And the garden will be expanded quite a bit, along with plans for a winter gardening bed. Seeds have been ordered, and I’m determined to get a decent crop this year!
Good for you. I’m just now starting to think about outside also, spurred I think, by the Territorial Seed Company catalogue. I’m trying to decide if I am actually going to order anything from them, or just use them for ideas. Last year, the timing of when we moved into the house, and got settled meant I didn’t have time to start anything from seed, so I just bought starts. The year before that, I tried starting peppers, and zuchinni and a few other things from seeds…the peppers laughed at me…and while everything else sprouted, it promptly died after going into the ground, so I had to do starts anyway.
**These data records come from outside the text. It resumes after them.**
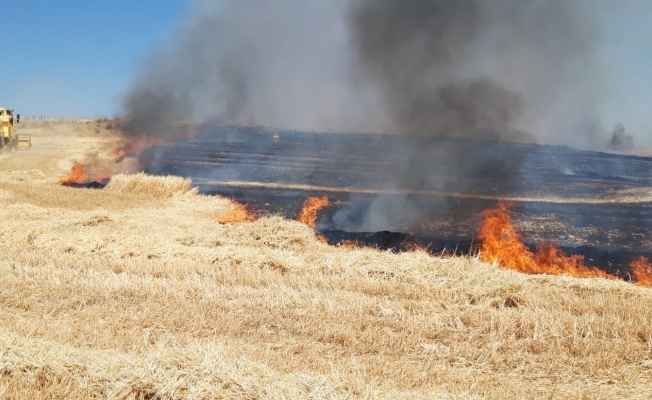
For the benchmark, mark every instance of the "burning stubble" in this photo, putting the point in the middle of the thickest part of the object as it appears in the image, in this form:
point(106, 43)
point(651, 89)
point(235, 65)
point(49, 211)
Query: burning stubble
point(486, 71)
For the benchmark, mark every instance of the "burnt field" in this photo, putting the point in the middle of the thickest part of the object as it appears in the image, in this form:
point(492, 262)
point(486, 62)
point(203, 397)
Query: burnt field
point(434, 188)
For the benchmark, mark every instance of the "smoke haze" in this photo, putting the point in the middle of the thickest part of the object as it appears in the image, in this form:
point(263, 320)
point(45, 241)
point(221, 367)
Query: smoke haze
point(428, 69)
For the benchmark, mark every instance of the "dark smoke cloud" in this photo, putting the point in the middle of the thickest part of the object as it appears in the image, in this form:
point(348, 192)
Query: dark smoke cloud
point(487, 69)
point(619, 140)
point(276, 63)
point(505, 69)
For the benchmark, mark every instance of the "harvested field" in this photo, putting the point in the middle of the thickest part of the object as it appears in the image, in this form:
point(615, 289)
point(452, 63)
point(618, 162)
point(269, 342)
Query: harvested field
point(138, 291)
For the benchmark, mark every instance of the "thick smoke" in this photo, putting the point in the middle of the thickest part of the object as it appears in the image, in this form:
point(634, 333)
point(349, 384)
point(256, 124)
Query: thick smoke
point(279, 63)
point(507, 69)
point(428, 69)
point(619, 140)
point(510, 69)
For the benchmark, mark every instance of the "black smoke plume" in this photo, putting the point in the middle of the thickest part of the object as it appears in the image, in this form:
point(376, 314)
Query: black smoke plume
point(488, 70)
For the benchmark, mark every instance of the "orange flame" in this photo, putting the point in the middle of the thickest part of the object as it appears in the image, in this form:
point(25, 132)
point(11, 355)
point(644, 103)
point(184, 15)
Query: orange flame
point(310, 208)
point(500, 243)
point(239, 213)
point(412, 243)
point(641, 271)
point(78, 174)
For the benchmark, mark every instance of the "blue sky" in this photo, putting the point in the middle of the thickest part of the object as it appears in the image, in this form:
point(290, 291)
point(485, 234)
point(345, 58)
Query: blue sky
point(77, 57)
So…this year, do I try starting from seeds again, or do I save time/effort and just wimp out and buy starts in the spring?
I’m leaning towards the seeds, just because of the desire to show that I can.
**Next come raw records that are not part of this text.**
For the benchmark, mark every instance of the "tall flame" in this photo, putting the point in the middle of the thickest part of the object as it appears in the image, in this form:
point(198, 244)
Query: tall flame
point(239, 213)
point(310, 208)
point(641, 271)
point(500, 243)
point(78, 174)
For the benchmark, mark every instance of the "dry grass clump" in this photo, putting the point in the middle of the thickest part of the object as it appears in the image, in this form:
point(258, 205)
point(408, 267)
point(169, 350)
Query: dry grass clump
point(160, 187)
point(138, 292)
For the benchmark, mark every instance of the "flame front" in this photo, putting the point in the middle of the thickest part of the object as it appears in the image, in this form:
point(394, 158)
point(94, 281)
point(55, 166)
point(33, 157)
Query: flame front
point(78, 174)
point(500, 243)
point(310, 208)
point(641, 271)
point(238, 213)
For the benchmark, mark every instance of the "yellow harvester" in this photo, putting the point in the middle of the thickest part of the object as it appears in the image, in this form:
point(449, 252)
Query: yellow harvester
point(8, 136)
I started quite a bit myself last year, the only thing that failed was the peppers, and I ended up ordering starts. BUT, the peppers failed when I transplanted them from the starting trays to bigger pots. After talking with a couple folks it seems thats not THAT uncommon, their recommendation was to just start them in the bigger pots. So I will be this year. I’m also starting them several weeks earlier this year, on the assumption that the more mature they are when I put them out the more peppers I’ll get…..but the pumpkins, zucchini, corn, cantalope and onions I started inside all thrived.
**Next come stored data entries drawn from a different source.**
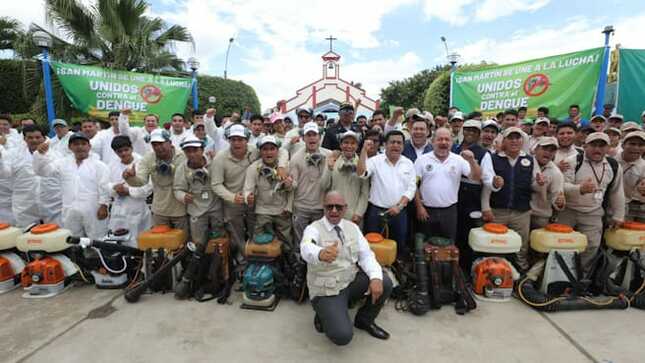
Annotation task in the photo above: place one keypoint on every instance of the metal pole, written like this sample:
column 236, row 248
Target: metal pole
column 602, row 80
column 230, row 41
column 49, row 94
column 195, row 95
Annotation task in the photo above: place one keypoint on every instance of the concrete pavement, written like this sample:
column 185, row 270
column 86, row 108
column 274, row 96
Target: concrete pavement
column 86, row 324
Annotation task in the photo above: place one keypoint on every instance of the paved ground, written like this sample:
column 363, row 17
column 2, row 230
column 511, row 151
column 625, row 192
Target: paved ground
column 85, row 324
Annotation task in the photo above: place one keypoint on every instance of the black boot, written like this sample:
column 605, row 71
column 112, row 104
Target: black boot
column 183, row 289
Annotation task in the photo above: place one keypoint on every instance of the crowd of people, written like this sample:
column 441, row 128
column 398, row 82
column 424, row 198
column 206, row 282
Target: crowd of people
column 316, row 182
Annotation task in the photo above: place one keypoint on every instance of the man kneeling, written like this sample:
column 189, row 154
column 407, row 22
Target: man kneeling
column 332, row 248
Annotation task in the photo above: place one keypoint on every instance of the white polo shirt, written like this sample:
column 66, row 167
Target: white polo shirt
column 440, row 180
column 390, row 182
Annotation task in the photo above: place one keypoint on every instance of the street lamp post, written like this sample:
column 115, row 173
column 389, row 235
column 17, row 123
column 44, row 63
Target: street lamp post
column 193, row 63
column 602, row 80
column 230, row 41
column 44, row 42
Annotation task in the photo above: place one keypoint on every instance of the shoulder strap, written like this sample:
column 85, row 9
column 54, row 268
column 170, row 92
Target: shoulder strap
column 579, row 158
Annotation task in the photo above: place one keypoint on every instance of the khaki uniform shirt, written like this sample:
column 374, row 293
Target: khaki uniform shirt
column 543, row 196
column 164, row 202
column 307, row 192
column 591, row 203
My Seed Savers Exchange catalog and the Bakers Creek Catalog arrived two weeks ago……my planned garden immedietly jumped in size by about 500%……
I don’t know if you’ll get this or not, but we have deer popping over our garden fence also. It is four foot tall woven with posts about every 8-10 feet. Then I read somewhere that if you run a single strand of wire, post to post, above your fencing (mine is about a foot higher than the fence), that the deer can’t determine exactly where it is and won’t jump over it. Well, I have not had a single deer in my garden (that I can tell) since we did that a couple of years ago. Not even in the winter when the snow allows them to just step over it! I wonder if that would work for you?
Wendy, this ended up in the spam folder for some reason, I just pulled it out, sorry.
Thats kinda what I’d been picturing, maybe chicken wire to keep the rabbits out, and then a wire strung over it……glad to know its worked for you!